Thursday, October 14, 2010

Commentary: The Microwave Hall Of Fame

Yesterday provided a shining example of everything that is good about NASCAR. The sport chose five of its favorite sons: three-time Cup Series champion David Pearson, inaugural Daytona 500 winner and three-time champ Lee Petty, legendary car owner Bud Moore, two-time champion and award-winning broadcaster Ned Jarrett and former champion and 84-time race winner Bobby Allison for induction into the NASCAR Hall of Fame. The day was filled with emotion, tears and high drama, as NASCAR embraced five larger-than-life personalities and thanked them for their considerable roles in building the sport.

Today, less than 24 hours later, that feeling is gone, replaced by the petty bickering of a select few observers who sadly seem incapable of letting anything good go unspoiled. While acknowledging the accomplishments and credentials of Wednesday’s honorees, they cannot resist chastising NASCAR for not including their favorite driver, turning what should be a feel-good moment for the sport into just another competition to see who can get to the Finish Line fastest, and at whose expense.

One of the most respected writers in the business, veteran scribe Ed Hinton wrote of Wednesday’s announcement, “Messing with men's lives, especially in their twilight, just so NASCAR can hold an annual publicity stunt, just isn't right. But that's what is happening with the Hall of Fame and its cruelly small groups of inductees.”

There is no writer in the sport for whom I have more respect than Hinton. He will almost certainly have a spot of his own in the Hall Of Fame one day. But on this topic, he is most certainly wrong.

Induction into the NASCAR Hall Of Fame is not a race. It’s not a competition to determine who is better than whom. I walked through the Hall Of Honor just hours before yesterday’s ceremony, and the five men enshrined there were not ranked, in any way. There was no “Best Of All Time,” just a dignified listing of each driver’s accomplishments, both on and off the racetrack. Pitting driver against driver as Ed Hinton and others attempt to do serves no purpose other than to cheapen the process. It robs Wednesday’s honorees of their much-deserved moment in the sun. It diminishes the efforts and integrity of the voting panel that poured heart and soul into their selections. Worse yet, it paints the 20 men not selected for the 2011 Class as losers, when nothing could be further from the truth.

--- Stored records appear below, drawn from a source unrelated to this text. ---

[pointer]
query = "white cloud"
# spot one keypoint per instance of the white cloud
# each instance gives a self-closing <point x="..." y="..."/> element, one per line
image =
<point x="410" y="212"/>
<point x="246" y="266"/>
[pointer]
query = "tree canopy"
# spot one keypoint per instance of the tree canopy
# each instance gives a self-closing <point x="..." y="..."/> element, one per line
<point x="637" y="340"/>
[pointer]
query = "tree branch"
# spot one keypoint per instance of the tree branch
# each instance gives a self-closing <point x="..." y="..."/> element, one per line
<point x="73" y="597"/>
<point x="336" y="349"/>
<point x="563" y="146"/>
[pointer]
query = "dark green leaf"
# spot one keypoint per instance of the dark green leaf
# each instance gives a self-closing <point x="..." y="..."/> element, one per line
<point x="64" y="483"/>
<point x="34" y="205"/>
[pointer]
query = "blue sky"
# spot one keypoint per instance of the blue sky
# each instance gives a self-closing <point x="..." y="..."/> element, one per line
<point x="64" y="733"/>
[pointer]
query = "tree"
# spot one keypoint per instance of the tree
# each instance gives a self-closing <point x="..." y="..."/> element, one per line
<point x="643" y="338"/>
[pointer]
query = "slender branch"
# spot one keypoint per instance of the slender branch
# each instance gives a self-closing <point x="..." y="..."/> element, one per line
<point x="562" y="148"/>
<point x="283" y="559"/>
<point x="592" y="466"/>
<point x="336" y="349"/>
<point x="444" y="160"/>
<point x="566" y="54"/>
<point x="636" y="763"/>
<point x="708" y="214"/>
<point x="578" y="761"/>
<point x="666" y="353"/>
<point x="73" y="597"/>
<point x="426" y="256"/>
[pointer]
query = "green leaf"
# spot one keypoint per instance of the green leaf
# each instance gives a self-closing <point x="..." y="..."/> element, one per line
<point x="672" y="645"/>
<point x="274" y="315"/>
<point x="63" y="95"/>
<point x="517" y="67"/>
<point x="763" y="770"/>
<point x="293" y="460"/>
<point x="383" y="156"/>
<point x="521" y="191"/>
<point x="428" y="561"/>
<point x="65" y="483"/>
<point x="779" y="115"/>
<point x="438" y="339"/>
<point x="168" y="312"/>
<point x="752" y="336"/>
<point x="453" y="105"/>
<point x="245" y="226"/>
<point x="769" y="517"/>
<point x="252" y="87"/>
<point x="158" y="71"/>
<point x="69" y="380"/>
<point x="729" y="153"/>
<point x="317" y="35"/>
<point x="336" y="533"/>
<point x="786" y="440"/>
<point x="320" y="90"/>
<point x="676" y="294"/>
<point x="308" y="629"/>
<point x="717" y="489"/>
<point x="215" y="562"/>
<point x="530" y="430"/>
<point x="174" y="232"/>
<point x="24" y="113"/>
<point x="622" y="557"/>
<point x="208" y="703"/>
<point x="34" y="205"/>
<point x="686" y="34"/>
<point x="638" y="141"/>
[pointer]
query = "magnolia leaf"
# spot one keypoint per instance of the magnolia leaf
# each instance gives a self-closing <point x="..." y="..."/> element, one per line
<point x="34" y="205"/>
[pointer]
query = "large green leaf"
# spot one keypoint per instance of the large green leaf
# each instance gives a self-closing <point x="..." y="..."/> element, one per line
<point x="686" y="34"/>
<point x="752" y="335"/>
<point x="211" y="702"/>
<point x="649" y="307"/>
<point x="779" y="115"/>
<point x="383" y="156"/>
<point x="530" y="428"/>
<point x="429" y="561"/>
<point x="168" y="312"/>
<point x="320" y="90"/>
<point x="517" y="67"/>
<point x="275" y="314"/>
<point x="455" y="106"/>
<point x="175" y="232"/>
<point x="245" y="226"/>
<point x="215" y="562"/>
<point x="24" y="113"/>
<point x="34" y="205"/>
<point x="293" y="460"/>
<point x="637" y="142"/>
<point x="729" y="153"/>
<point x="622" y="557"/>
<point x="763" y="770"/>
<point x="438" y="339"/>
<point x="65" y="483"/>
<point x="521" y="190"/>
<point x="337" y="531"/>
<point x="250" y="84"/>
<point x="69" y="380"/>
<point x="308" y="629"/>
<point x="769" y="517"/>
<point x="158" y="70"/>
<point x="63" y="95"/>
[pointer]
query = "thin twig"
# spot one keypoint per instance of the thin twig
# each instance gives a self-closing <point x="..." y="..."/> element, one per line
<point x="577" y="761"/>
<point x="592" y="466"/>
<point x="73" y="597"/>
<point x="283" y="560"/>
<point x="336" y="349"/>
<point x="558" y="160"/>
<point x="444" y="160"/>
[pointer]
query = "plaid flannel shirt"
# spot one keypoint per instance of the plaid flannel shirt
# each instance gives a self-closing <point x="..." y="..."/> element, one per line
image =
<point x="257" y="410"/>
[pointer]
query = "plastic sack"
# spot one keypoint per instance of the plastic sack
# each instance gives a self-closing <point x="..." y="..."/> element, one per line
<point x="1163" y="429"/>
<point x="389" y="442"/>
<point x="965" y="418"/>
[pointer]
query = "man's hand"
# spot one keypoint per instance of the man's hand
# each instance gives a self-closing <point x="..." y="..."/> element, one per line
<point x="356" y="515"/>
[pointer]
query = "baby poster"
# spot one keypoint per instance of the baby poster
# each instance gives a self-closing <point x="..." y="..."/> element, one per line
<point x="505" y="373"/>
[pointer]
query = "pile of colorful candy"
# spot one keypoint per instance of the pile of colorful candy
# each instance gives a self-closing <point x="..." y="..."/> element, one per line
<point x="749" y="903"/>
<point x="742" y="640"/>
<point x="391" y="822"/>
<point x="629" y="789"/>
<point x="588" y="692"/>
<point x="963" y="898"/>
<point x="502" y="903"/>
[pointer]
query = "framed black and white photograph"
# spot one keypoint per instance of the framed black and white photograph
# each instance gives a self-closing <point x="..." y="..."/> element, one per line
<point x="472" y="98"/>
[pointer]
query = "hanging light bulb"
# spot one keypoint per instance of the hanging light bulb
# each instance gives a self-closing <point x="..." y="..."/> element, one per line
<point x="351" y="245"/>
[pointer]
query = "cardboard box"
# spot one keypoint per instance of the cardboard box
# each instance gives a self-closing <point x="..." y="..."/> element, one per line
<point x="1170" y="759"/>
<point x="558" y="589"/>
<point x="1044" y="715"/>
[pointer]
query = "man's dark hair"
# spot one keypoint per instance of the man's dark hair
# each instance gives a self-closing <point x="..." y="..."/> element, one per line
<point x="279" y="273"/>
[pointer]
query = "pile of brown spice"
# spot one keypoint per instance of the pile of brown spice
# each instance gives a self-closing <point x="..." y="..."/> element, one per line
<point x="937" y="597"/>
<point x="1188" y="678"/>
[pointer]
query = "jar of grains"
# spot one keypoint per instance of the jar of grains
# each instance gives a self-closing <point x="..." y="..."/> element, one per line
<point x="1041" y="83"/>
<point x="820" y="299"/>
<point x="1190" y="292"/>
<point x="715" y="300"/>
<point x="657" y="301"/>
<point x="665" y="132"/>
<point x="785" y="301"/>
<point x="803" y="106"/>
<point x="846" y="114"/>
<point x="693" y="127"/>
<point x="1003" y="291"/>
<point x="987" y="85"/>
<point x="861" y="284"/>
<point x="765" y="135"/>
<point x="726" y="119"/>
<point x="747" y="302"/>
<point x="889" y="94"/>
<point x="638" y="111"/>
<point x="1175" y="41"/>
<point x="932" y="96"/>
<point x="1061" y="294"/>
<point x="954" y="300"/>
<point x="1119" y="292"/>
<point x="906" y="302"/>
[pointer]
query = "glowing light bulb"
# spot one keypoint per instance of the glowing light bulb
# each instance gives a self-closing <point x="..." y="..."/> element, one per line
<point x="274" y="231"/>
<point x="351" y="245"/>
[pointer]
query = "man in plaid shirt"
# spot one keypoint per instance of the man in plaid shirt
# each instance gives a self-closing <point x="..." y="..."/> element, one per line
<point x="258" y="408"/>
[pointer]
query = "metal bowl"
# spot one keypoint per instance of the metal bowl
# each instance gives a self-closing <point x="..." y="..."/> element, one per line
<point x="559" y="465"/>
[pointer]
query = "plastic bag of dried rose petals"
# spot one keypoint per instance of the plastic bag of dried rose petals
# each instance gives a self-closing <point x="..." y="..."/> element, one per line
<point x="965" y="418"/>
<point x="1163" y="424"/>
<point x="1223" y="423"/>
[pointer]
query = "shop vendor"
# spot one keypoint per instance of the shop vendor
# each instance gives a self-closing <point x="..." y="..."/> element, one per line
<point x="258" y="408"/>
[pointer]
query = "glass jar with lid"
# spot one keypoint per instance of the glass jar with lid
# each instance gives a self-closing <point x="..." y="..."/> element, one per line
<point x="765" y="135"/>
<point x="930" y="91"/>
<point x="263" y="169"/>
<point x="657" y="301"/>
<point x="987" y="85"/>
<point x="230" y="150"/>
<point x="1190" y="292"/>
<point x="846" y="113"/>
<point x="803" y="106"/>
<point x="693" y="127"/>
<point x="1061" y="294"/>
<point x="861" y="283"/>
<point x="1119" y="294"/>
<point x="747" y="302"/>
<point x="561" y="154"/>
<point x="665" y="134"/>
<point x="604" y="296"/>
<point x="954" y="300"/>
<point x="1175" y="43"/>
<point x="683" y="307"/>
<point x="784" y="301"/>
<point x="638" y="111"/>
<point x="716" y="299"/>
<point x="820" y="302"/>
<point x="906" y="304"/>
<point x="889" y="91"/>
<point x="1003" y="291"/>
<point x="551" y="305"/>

The process of choosing five Hall Of Famers from a list of 25 nominees is akin to taking an exam where there are no wrong answers. There were no “winners and losers” yesterday. All 25 nominees were then – and continue to be now -- worthy of inclusion in the Hall. Pearson, Petty, Moore, Jarrett and Allison were not better or more qualified than the other 20 nominees. They were simply next in a decades-long line of equals, waiting patiently to take their place among the legends of the sport.

Hinton writes that men like Cale Yarborough, Glen Wood, Dale Inman and Darrell Waltrip were “denied” spots in the Hall Of Fame yesterday. That’s not true. They were, at worst, deferred. And while they were most certainly disappointed yesterday, that feeling will pass.

Just moments after last year’s announcement, David Pearson walked sullenly from the Hall Of Fame, hurt (and perhaps even angry) not to be included in the inaugural class. One year later, everything changed. One of the sport’s toughest, most stoic personalities fought back tears as he spoke of being chosen for the Hall’s second class. There was no bitterness, no “I should have been here last year;” just humility and honor to be included among the sport’s all-time greats.

Some wish the NASCAR Hall Of Fame could be filled instantly. That, I suppose, is understandable. Modern society has traded-in its attention span for a life of instant gratification. We eat our food over the sink, straight from the microwave because cooking and setting the table take too much time. We prefer Monday morning highlight packages to watching the actual race, because three hours seems like too long to sit still in an ADHD world. We spend our money on $300 sneakers and let the 401K go begging, because there’s no time to worry about next week, much less old age.

We’ve forgotten that good things take time.

One win – or even one championship -- does not make a Hall Of Fame career. It takes decades of sweat, sacrifice and determination, and there is no short-cut on the road to greatness.

If we’re willing to accept that Hall Of Famers are not made overnight, why can we not accept that a Hall Of Fame cannot be filled in that same amount of time.